Even as a kid I could tell that Mr Hiroki saw the world around him as it was; he never wore the bewildered look of my father.
To me, he appeared to see the fluid bleeding from the branches of the pine trees, and the circle of radiance in the sky where the sun was extinguished by clouds.
He lived in the evident world, even if it did not always excite him to be there. I realized he saw the trees, the dirt, and the children in the street, but I had no reason to believe he would ever notice me.
Probably this is why when he spoke to me, tears came tickling my eyes.
Mr Hiroki lifted me into a sitting stance. I assumed he was going to tell me to take off, but rather he said, "Don't swallow that blood, small girl. Unless you want to make a rock in your stomach. I would spit it onto the ground if I were you."
"A girl's blood, Mr Hiroki?" mumbled one of the men.
"Here, where we carry the fish?"
Fishermen are superstitious, you see.
They particularly don't prefer women to have anything to do with fishing. One man in our townlet, Mr Yamamura, found his daughter playing in his boat one sunrise.
He whip her with a cane and then rinsed the boat with sake and lye so strong it discoloured stripes of colouring from the wood. Even this was not adequate; Mr Yamamura had the Shinto priest come and dedicate it.
All this because his daughter had done nothing more than joke where the fish are hooked. And here Mr Hiroki was implying I spit blood onto the ground of the cabin where the fish were rinsed.
"If you are scared her spit might wash away some of the fish guts," said Mr Hiroko.
"take them home with you. I have got
sufficient more."
"It is not the fish guts, sir."
"I would say her blood will be the neatest thing to hit this ground since you or I were bred. Go ahead," Mr Hiroki said, this time speaking to me.
"Spit it out."
There I sat on that slimy table, sceptical about what to do. I thought it would be awful to disobey Mr Hiroki, but I am not sure I would have found the motivation to spit if one of the men had not crouched to the side and squeezed a finger against one nostril to blow his nose onto the floor.
After watching this, I could not tolerate wielding anything in my mouth a moment longer and spat out the blood just as Mr Hiroki had instructed me to do.
All the men stepped away in disgust except Mr Hiroki's associate, named Yoshiro. Mr Hiroki told him to go and fetch Dr Miura.
"I don't know where to find him," said Yoshiro, though what he implied, I think, was that he was not eager in helping.
I told Mr Hiroki the doctor had been at our cabin a few minutes earlier.
"Where is your home?" Mr Hiroki asked me.
"It is the little tipsy house up on the hills."
"What do you mean . . . 'tipsy house'?"
"It is the one that crouches to the side like it's had too much to drink."
Mr Hiroki did not seem to understand what to make of this. "Well, Yoshiro, shuffle up toward Masumi's tipsy house and look for Dr Miura.

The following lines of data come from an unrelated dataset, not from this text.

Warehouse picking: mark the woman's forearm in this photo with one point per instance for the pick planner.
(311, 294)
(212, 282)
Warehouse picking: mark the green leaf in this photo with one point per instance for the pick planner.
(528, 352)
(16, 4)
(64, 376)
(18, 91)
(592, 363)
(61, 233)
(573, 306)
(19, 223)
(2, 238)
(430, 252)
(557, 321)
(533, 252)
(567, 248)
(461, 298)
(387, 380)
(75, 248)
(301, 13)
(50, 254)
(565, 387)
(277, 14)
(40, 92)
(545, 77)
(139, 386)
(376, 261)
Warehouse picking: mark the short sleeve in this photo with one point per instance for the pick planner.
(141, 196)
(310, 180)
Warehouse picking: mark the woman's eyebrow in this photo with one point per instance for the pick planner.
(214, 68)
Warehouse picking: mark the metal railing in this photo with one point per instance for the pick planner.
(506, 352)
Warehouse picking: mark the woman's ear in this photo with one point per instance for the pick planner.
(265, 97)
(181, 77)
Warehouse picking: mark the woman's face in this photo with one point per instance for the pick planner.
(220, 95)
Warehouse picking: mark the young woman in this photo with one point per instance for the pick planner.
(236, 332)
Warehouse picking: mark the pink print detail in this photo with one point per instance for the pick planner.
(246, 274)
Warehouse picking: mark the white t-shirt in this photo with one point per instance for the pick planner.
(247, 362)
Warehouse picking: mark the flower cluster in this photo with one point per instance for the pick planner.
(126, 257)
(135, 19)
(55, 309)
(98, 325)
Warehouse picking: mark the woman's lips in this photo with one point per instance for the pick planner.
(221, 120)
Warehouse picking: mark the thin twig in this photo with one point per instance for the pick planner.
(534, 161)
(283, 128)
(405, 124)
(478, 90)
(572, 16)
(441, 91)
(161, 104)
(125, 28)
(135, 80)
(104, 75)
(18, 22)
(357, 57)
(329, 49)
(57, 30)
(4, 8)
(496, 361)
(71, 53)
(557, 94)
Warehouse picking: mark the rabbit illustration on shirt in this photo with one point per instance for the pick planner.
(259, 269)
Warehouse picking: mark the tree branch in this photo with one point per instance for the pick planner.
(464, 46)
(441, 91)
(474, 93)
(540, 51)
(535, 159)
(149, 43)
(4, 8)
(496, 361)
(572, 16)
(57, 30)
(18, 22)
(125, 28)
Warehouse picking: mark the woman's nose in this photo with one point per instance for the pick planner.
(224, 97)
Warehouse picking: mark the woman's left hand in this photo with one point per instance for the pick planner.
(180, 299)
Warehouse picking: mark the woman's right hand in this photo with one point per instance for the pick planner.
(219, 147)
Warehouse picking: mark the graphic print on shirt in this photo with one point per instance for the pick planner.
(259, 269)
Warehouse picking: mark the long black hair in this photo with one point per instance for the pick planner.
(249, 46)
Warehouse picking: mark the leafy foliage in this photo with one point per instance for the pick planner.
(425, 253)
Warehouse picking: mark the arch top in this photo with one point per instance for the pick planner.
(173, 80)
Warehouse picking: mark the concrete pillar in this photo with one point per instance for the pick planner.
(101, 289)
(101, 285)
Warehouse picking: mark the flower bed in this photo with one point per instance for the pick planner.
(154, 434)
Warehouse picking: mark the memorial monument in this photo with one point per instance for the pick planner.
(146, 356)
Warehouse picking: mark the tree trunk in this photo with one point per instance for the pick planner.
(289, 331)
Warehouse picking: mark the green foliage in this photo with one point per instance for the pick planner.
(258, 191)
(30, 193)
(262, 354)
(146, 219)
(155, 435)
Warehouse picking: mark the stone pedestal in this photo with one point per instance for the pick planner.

You won't have difficulty finding him. Just listen for the sound of his sufferers crying out when he thrusts them."
I visualized Mr Hiroki would go back to his work after Yoshiro had left; but rather he stood near the table a long while staring at me. I felt my face starting to burn.
Eventually, he said something I thought was very smart.
"You have got an eggplant on your face, little daughter of Masumi."
He went to a drawer and took out a small mirror to show it to me. My lip was puffy and blue, just as he had said.
"But what I wish to know," he went on,
"is how you came to have such incredible eyes, and why you don't look more like your father?"
"The eyes are my mom's," I said.
"But as for my father, he is so crumpled I have never known what he looks like."
"You will be crumpled yourself one day."
"But some of his wrinkles are the way he is made," I said.
"The back of his skull is as old as the face, but it is as shiny as an egg."
"That is not a civil thing to say about your father," Mr Hiroki told me.
"But I think it is true."
Then he whispered something that made my face flush so red, I am sure my lips looked pale.
"So how did a crumpled old man with an egg for a head father a gorgeous girl like you?"
In the years since I have been called gorgeous more frequent than I can recall. Though, of course, Geigi is always called gorgeous, even those who are not.
But when Mr Hiroki said it to me, before I had ever believed of such a thing as a Geigi, I could almost believe it was valid.